Regionalgruppe München

Titel der Veranstaltung
Next Generation Multimedia Fingerprints: Better Recognition and Lower Computational Cost through Artificial Intelligence
Ort und Zeitpunkt der Veranstaltung
Ort der Veranstaltung: 

Institut für Rundfunktechnik

Floriansmühlstraße 60

80939 München




23. September 2019 - 15:30
Dr. Kunio Kashino, Senior Distinguished Researcher at NTT’s Communication Science Laboratories, Japan
Über die Veranstaltung

Vortragssprache: Englisch

AI applications for the media industry have been introduced by Internet giants, niche players, and open source projects. Truth is, few of these applications provide perfect solutions out of the box. They typically require extensive training for each human-defined target or object. Then, when definitions or tasks change, the AI technology has to be re-trained and re-applied to the whole audio/video library in order to be used for effective media search.

Dr. Kunio Kashino, a Senior Distinguished Researcher at NTT’s Communication Science Laboratories, will present a radically different approach. For over 20 years he and his colleagues in Japan have been developing successive generations of digital fingerprinting technologies, to the point where today NTT’s Robust Media Search (RMS) has been successfully tested to be superior against competitive products. Now, Dr. Kashino and his colleagues have developed RMS+, a new generation of robust media search technologies based on their own AI algorithms. Unlike traditional digital fingerprints or existing AI technologies, RMS+ combines two different types of media content descriptors – media-dependent and media-independent representations. This novel architecture will allow owners of large media libraries to greatly reduce computationally expensive AI re-analysis of audio/video archives. RMS+ also enables unsupervised learning of search targets or objects to further reduce labor-intensive human metadata tagging.

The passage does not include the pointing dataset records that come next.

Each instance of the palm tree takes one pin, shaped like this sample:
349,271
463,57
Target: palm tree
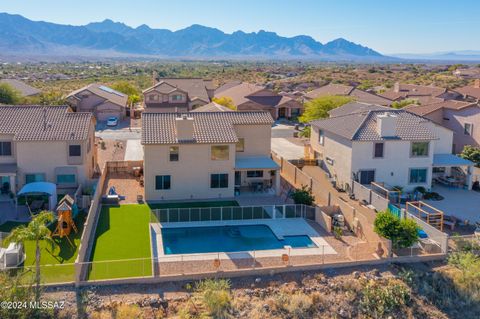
36,230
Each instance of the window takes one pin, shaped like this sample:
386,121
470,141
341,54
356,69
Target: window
321,137
32,178
467,129
240,147
254,173
367,177
66,179
219,152
378,150
418,175
5,148
219,181
162,182
174,154
419,149
74,150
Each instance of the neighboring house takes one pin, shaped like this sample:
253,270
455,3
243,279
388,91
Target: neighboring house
463,118
46,143
471,73
422,93
252,97
212,107
23,88
178,95
100,100
470,92
394,147
348,90
207,155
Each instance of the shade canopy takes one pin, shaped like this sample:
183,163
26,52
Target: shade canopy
41,188
450,160
263,162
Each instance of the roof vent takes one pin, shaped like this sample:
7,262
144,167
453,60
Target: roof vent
387,124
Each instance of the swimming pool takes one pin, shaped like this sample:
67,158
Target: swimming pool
191,240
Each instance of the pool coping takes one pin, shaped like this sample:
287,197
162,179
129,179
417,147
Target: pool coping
290,228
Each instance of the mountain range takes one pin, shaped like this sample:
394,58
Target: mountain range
21,36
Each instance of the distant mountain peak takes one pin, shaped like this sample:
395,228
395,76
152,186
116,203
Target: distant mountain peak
20,36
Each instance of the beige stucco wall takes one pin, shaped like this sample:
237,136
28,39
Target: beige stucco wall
257,139
190,176
339,150
394,167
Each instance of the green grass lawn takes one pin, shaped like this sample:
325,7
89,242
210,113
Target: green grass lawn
57,262
122,233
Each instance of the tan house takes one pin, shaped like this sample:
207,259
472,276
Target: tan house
348,90
463,118
178,95
424,94
252,97
388,146
100,100
207,155
45,143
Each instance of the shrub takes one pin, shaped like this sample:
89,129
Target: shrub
215,296
303,195
379,298
403,233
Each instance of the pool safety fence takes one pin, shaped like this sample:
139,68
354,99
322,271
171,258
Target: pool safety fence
170,215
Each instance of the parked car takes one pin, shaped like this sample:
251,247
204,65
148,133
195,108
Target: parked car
112,121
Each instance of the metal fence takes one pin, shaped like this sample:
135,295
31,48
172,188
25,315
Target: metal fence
171,215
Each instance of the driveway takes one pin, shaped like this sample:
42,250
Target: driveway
287,149
461,203
134,150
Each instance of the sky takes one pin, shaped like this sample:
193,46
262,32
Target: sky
387,26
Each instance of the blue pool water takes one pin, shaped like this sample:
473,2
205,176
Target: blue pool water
192,240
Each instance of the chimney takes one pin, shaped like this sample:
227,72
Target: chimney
477,84
184,125
396,87
387,125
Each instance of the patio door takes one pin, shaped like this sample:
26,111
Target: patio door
238,178
367,176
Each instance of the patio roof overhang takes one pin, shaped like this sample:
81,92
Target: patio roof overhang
9,169
450,160
250,163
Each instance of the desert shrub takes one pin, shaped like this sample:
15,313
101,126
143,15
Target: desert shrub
379,298
303,195
402,232
215,296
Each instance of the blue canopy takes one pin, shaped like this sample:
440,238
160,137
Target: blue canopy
41,188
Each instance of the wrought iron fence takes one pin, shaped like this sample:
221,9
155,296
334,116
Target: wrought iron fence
171,215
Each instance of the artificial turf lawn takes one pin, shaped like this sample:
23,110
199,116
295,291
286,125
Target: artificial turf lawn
122,233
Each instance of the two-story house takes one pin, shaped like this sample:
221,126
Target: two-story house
253,97
463,118
206,155
178,95
100,100
45,143
377,144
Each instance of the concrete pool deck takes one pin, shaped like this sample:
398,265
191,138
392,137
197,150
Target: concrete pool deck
280,228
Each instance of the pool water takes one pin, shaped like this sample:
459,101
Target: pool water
190,240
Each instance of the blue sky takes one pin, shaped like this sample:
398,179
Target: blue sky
397,26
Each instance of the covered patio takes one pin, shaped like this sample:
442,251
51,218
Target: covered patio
256,176
452,171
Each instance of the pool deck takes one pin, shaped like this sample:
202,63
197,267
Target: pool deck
280,227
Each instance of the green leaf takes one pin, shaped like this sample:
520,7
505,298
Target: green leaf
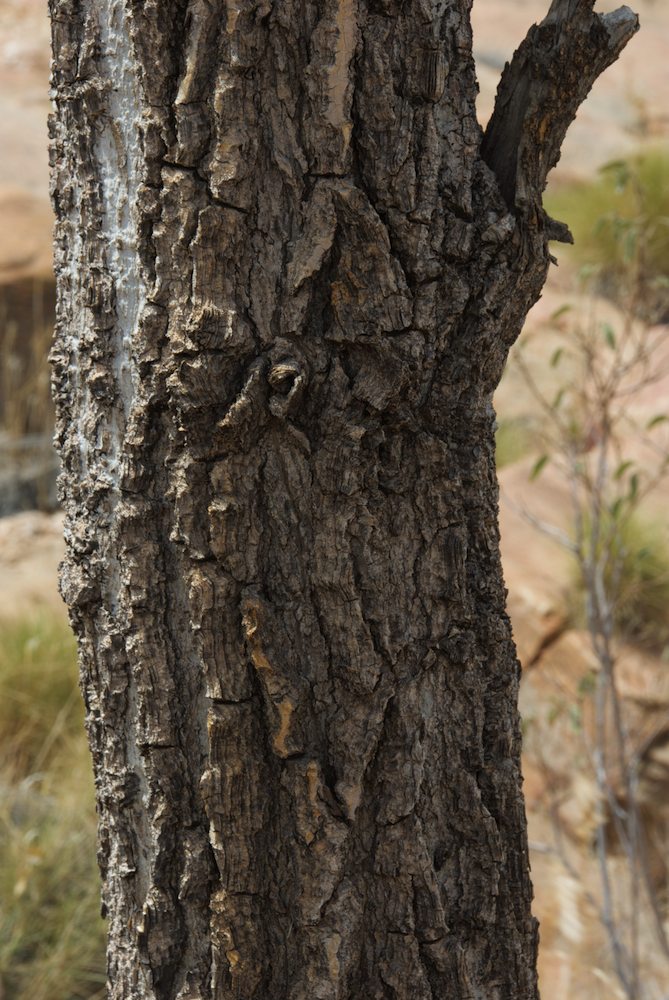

Dr. Kashino’s presentation will review the evolution of NTT’s digital fingerprinting research and introduce the new RMS+ technology, including laboratory demonstrations of its core functions. For example, RMS+ media-independent representations enable audio-to-description conversion that supports media search using natural-language queries such as “find a loud crash that sounds like a car accident.” Alternatively, RMS+ unsupervised concept learning function can find images containing “Christmas scenes with people skating” without relying on human-generated metadata. While these early RMS+ demonstrations can only hint at its full capabilities, NTT’s new approach could well revolutionize AI strategies for description, search and management of ever-expanding audio/video archives.